Saturday, January 26, 2019

Teenage Smirks, American Indians, and Viral Conspiracy

What makes a video go viral? Any web content can "go viral" when people see it and can't help but share it. Then their followers agree, and they also share it. The item becomes well known because lots of people agree that it's worth seeing or hearing. 

But some content reaches the attention of the masses in spite of its lameness. Such content may be boring, confusing, or pointless. Yet somehow, everyone is posting about it. When you see this stuff, you wonder, "Did I miss something?"

For example, imagine a video of a teenager standing in a crowd while a native American bangs on a drum while invading the teen's personal space. The teen smirks. The Indian bangs and chants. And then...nothing. That's it. The most compelling element of the encounter is awkwardness. 

How can something so dull go viral?
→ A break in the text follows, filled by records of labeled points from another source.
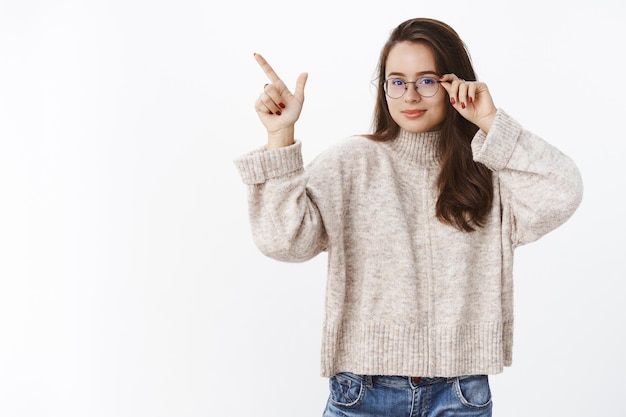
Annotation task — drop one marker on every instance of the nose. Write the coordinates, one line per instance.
(411, 95)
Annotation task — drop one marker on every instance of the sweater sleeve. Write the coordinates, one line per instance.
(540, 187)
(285, 220)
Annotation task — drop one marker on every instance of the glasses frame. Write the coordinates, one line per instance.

Well, throw in some MAGA hats, and preface the encounter with jeers from some Black Hebrew Israelites, and you have...well you still don't have much.

It turns out that there are some Twitter accounts that work together to make certain posts appear to be blowing up the internet. These accounts create a feedback loop that grows larger and larger, until their chosen posts account for significant internet traffic. People look because it appears that everyone else is looking. Then "real news" reports on it because it has so much traction.
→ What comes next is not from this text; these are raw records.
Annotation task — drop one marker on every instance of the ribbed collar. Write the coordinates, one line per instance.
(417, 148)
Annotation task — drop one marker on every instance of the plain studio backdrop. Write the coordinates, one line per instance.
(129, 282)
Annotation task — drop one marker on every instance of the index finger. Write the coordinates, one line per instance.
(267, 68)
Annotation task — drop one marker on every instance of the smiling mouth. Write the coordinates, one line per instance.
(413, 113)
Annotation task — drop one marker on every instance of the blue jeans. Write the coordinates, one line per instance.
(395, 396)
So, who is creating these fake virus conditions? How do they choose to which stories to promote? How are they spinning these stories?

Here's another question: How gullible are we? When we see/hear/read something on the internet, do we come to our own conclusions, or believe "everyone else" who says it is shocking, or enraging, or whatever?

If we are this gullible, then Russians could take advantage of it, stir up American rage, and divide us bitterly. Sound familiar?